In the following podcast, Scott Rodgville discusses why conveying the quality of transparency is essential for nonprofit organizations, and more.
Board members serving nonprofit organizations have much to consider when operating their respective businesses. Considering these responsibilities so carefully does not only serve the organization well internally, but also because doing so makes transparency between the organization and the public possible.
Transparency is of utmost importance for nonprofits because people would rather put their money in an organization they understand as opposed to one they cannot. There are countless nonprofits that people could devote their resources to, and something as simple as disclosing your adherence to federal or state guidelines could help set your organization apart and present a more encouraging call to action.
However, there is more to transparency than displaying adherence to government standards. How are you gaining favor with the public? For example, are you prepared to field tough questions about your nonprofit’s governance? Are you positioning yourself properly to perform for the benefit of a nonprofit versus your personal gain? If so, how can you convey these answers to a public that may scrutinize an organization that struggles to answer these questions otherwise?

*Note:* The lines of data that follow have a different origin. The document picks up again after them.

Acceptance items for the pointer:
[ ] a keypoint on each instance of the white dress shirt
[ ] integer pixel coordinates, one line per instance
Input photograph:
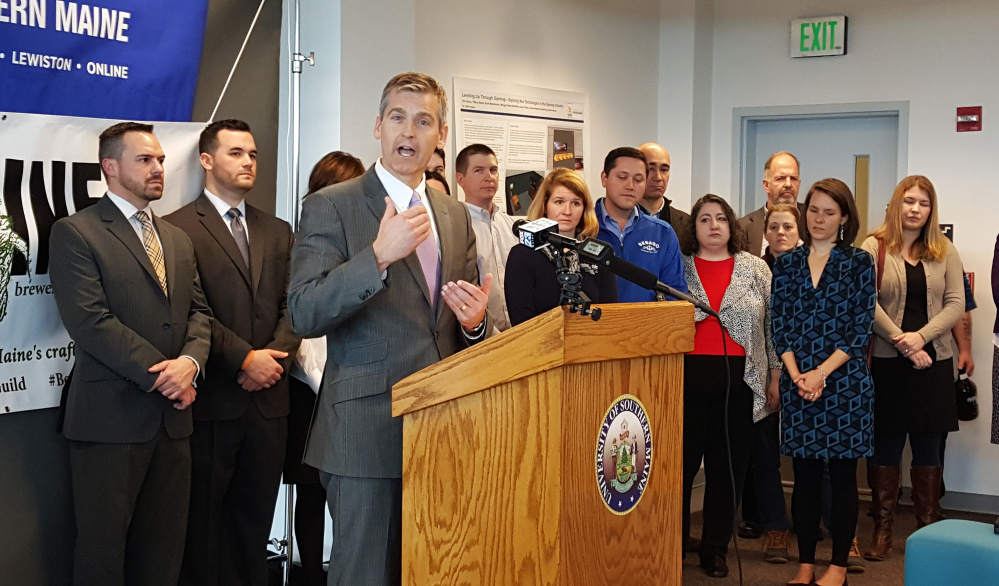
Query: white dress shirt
(129, 210)
(493, 240)
(401, 194)
(223, 208)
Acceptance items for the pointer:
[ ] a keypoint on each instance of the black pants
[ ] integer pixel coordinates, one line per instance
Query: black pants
(763, 495)
(130, 503)
(310, 531)
(235, 475)
(926, 448)
(704, 437)
(807, 505)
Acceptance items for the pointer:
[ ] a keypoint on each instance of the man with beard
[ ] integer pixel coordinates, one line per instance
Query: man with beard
(781, 182)
(240, 419)
(655, 201)
(127, 288)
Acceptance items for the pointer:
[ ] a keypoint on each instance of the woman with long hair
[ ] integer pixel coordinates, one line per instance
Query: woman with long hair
(780, 228)
(763, 509)
(306, 373)
(736, 285)
(920, 301)
(531, 286)
(823, 306)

Maintaining and advancing your organization also hinges on understanding the current political climate. New tax laws that are set to raise standard deductions and limit local tax deductions present a potential threat to core revenue sources for nonprofits. With this in mind, having and generating future income is especially encouraged because of the new costs of doing business set to take place.
To coincide with that mindset of emphasizing income, nonprofits would do well to instead think of themselves as tax-exempt organizations. “Not-for-profit” implies that businesses may not be planning to budget as much money away for future investments. Having the foresight to put money away presently reduces the need to campaign for money, something that may potentially rub donors wrong over time.